The federal and provincial governments can learn from these NGOs.
A good place to begin would be to consider these recommendations given by Aahung.
The state must introduce Child Protection via Life Skills Based Education (LSBE) in all schools with parent education being a critical aspect. Children must be taught in school how to identify and protect themselves from abuse as well as how to respect others and prevent themselves from becoming abusers. School LSBE programmes must also engage and sensitise parents to identify signs of abuse and support their children in feeling safe and confident about reporting abuse.
The state must launch regular mass awareness campaigns through media for parents, law enforcement agencies and healthcare providers to listen to children and support them, an essential social pre-requisite for justice.
The state must establish special police units at the district level with male and female officers trained to deal sensitively with cases of child sexual abuse. Additionally, all police stations need to be equipped with rape kits and forensic lab support within their province.
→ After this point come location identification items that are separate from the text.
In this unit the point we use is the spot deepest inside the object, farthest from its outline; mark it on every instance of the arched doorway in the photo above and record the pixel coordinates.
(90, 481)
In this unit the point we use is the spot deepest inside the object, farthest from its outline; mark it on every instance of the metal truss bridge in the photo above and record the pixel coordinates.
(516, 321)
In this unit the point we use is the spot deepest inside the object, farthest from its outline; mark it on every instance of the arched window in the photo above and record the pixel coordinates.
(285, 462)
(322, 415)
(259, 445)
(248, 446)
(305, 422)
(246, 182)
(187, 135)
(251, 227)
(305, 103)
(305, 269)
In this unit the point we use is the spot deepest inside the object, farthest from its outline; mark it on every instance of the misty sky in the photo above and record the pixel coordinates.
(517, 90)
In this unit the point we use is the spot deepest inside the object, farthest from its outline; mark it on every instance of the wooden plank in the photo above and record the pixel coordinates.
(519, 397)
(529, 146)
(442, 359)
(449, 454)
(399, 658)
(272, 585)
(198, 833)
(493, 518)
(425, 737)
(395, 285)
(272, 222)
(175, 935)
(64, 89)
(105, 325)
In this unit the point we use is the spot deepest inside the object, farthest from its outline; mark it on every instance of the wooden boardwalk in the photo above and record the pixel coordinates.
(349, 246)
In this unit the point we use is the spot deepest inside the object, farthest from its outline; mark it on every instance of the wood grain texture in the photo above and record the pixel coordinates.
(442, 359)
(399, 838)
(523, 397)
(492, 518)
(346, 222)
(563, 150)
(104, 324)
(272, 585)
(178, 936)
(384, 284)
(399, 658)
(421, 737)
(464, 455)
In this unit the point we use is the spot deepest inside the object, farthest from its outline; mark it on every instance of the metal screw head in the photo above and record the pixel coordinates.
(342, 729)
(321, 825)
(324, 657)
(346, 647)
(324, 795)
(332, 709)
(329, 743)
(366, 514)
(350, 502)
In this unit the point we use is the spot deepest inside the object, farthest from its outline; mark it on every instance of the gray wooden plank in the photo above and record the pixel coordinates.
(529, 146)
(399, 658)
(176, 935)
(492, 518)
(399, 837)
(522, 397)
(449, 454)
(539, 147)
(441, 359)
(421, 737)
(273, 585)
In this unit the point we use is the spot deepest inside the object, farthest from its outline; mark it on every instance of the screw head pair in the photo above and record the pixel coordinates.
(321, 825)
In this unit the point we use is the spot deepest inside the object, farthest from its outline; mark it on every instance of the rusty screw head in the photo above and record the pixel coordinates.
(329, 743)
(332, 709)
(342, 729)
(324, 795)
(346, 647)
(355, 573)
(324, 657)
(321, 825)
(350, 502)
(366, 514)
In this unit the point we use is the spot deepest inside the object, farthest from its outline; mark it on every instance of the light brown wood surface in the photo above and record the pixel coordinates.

The state must activate and mobilise their Child Protection Units in every province, and within each province ensure their presence in every district. Child protection institutions (CPIs) practicing alternative family-based care must (a) rescue and protect children, specially survivors of child sexual abuse, when families are not safe and (b) also monitor any institutions interacting with children and hold them accountable as per law.
The state must establish specific child-friendly courts to ensure that child survivors get access to sensitive justice.
The state must invest in ensuring an increase in the number of women in the police force, in the legal profession (as lawyers and prosecutors) and mandate an increase in the number of female judges and female medico-legal officers.
The state must provide free legal aid to survivors of child sexual abuse.
The state must provide free counseling and therapy for survivors of child sexual abuse by specially trained therapists.
The state must mandate hospitals, clinics and health units to provide awareness to and train and sensitize healthcare providers to provide appropriate care to survivors of child sexual abuse.
Finally, the state must establish strong linkages between relevant departments including education, child welfare, police and health, as well as the civil society voices, especially child rights organizations to build a coordinated approach to end violence against children.